Élèves et collaborateurs

Le collège est une entité juridique composée d’une communauté de boursiers régis par un principal, dont la plupart habitent dans l’enceinte du collège. Dès son recrutement au Collège de l’Ave Maria, Ramus a donné un sens fort à cette réalité, comme communauté de vie, d’enseignement et d’études qu'il partage avec ses premiers collaborateurs, Omer Talon et Barthélemy Alexandre.

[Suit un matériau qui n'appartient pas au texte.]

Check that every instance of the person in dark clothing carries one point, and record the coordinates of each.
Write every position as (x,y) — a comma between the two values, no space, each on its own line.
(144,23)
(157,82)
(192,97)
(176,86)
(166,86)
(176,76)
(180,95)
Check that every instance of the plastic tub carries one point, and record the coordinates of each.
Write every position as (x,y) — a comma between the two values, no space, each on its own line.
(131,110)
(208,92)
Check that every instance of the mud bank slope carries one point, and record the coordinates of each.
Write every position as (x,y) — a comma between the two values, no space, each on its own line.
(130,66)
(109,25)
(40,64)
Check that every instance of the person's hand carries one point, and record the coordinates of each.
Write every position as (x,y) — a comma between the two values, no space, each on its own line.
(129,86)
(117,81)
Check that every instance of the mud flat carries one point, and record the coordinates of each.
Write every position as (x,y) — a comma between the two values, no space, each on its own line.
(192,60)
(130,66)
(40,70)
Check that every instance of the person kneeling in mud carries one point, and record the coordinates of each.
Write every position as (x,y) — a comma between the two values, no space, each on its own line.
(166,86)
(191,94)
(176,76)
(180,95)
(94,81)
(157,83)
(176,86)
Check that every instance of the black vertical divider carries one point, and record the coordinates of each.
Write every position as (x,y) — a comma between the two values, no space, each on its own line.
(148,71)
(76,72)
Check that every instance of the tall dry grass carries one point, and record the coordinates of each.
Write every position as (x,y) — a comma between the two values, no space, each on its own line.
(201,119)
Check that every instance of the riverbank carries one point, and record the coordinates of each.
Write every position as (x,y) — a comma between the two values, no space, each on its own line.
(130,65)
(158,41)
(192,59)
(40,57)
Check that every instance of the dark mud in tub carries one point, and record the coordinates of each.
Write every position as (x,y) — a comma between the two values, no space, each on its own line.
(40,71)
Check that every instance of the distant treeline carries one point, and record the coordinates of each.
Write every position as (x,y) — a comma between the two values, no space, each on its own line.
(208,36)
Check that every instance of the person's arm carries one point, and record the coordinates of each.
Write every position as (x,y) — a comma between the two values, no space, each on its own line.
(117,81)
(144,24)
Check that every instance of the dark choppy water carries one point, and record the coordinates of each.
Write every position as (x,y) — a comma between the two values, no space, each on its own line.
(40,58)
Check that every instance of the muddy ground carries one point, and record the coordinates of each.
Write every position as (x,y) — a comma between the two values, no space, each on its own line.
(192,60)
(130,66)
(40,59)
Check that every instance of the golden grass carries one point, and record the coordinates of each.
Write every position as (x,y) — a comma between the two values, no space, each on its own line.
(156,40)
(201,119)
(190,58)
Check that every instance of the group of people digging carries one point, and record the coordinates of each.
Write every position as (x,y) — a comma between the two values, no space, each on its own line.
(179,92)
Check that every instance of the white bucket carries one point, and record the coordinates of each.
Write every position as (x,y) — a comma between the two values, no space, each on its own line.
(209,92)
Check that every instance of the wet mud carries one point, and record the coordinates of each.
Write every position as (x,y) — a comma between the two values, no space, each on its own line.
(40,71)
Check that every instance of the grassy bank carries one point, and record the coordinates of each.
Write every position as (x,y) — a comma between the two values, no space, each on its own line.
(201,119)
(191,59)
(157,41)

Il poursuit, amplifie et systématise cette pratique au Collège de Presles avec Talon, en intégrant les boursiers et les sous-maîtres dans le rôle de copistes, de collaborateurs et d’enseignants, comme en témoigne Nicolas de Nancel dans sa biographie de Ramus. On n’évoque ici que ses élèves et ses collaborateurs principaux, en se limitant aux œuvres qui ont un rapport avec Ramus.

Omer Talon (1520-25 ?-1562)

Talon, Discours sur l'enseignement de la rhétorique, 1544 [VCM 8= 6563]

Originaire de Rosières, dans le diocèse d’Amiens en Picardie, Omer Talon a peut-être fait la connaissance de Ramus au Collège de Navarre. Reçu maître ès arts à Paris en 1536-37, il régente dans le petit Collège de l’Ave Maria avec Barthélemy Alexandre et Ramus, comme en témoigne son discours de 1544, après avoir d’abord enseigné peut-être au Collège du Cardinal Lemoine. Après un bref passage au Collège de Beauvais, contigu au collège de Presles, il rejoint Ramus à Presles, où il vit et enseigne jusqu’en 1558, date à laquelle, déjà malade, il devient curé de Saint-Nicolas-du-Chardonnet. Pendant toutes ces années, sa vie, son enseignement et ses publications sont rigoureusement coordonnées avec celles de son « frère », à qui le lie une amitié indéfectible. Son testament témoigne de « la dépendance totale, matérielle et morale, de Talon à l'égard de son aîné » (Dupèbe, 1980). Pendant la période de l’interdiction, Talon sert à Ramus de prête-nom ; doté d’un sens aigu de l’ironie, il signe ses polémiques. Après sa mort, peut-être de la syphilis, fin 1562 (son dernier testament est daté du 9 décembre 1562), Ramus réécrit ses Institutiones rhetoricae, ce qui a fait penser à W. Ong qu’elles étaient dès le départ l’œuvre de Ramus. La question de la paternité des œuvres se double de celle de l'amitié qui liait Ramus et Talon et les faisait parler d'une seule voix.

Première publication de Talon, ce discours, suivi de ceux de Barthélemy Alexandre et de Ramus, tous les trois professeur au Collège de l’Ave Maria, présente ses idées et sa pratique en termes d’enseignement de la rhétorique et proclame sa fidélité à Ramus, à la suite de l’interdiction.

Alexandre, Discours sur l'enseignement du grec, 1544 [VCM 8= 6563]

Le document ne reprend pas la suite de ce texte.